I problemi tecnologici continuano ad affliggere Huawei e SMIC, anche nell’AI
Nei piani di Huawei ci sarebbero 500.000 unità di microchip, nello specifico quel Huawei Ascend 910B che dovrebbe porsi come diretto competitor dell’NVIDIA A100. Un traguardo che però sarebbe difficile raggiungere, perché i rumor dettagliano i difetti di fabbricazione degli impianti cinesi di SMIC. Nonostante la produzione di massa si dica vada avanti da più di sei mesi, 4 microchip su 5 sarebbero difettosi, con un tasso di rendimento del 20%.
Il motivo sarebbe l’eccessiva arretratezza dei macchinari in mano a SMIC, che nel provare a soddisfare la domanda di Huawei si sarebbero persino guastati nel processo, anche a causa della scarsità di ingegneri e addetti alla manutenzione.

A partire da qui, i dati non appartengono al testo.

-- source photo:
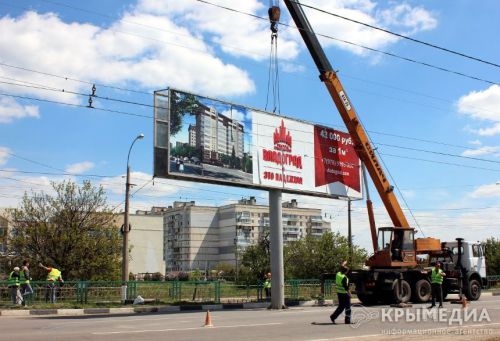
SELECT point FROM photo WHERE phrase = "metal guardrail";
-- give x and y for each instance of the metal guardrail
(95, 292)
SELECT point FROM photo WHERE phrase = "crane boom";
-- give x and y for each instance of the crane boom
(362, 144)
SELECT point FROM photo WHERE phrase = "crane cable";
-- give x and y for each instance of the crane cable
(273, 74)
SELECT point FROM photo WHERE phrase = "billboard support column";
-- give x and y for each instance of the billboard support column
(276, 239)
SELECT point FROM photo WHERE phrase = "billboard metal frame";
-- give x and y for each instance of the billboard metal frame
(162, 152)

Essendo state bannate dagli USA, Huawei e SMIC non hanno accesso ai macchinari con tecnologia EUV che utilizzano invece chipmaker quali TSMC, Samsung e Intel.
Quelli di SMIC si basano su tecnologia DUV, che rispetto a quella EUV richiede 34 fasi anziché 9 per la stampa di microchip a 7 nm e oltre, risultando così più costosa e incline ai difetti di stampa. Questo avrebbe un diretto impatto negativo sull’evoluzione AI della divisione HiSilicon di Huawei, e a questo punto i rumor su un possibile Ascend 910C a 5 nm rischiano di sgretolarsi.
Parla Huawei | Aggiornamento 04/07
“Nessuno negherà che in Cina ci troviamo di fronte a una potenza di calcolo limitata“: è questo quanto dichiarato da Zhang Ping’an, CEO della divisione cloud di Huawei, in occasione della World AI Conference di Shanghai. Anche se non vengono confermate la suddette indiscrezioni, è evidente che le aziende cinesi siano un passo indietro rispetto a quelle estere che hanno libero accesso a tutte le tecnologie non soffrendo il ban statunitense.
Per Zhang Ping’an, la carenza di microchip AI avanzati realizzati in Cina non è necessariamente un ostacolo la ricerca di indipendenza della Cina nel campo dell’intelligenza artificiale: “se crediamo che non avere i chip AI più avanzati significhi non essere all’avanguardia nel campo dell’intelligenza artificiale, allora dobbiamo abbandonare questo punto di vista“. Ci vorrà innovazione, però: “non possiamo fare affidamento esclusivamente sui chip AI con nodi di processo di produzione avanzati come fondamento ultimo per l’infrastruttura AI“.
Non avendo accesso alla tecnologia EUV e quindi ai nodi di ultimissima generazione, per Zhang Ping’an il limite dovrà essere aggirato in altro modo, ovvero tramite il concetto di cloud. Mancano dettagli specifici, ma si parla di approccio convergente che combini cloud, PC e reti, un nuovo concetto di architettura informatica che punti soprattutto a efficienza e consumi ridotti.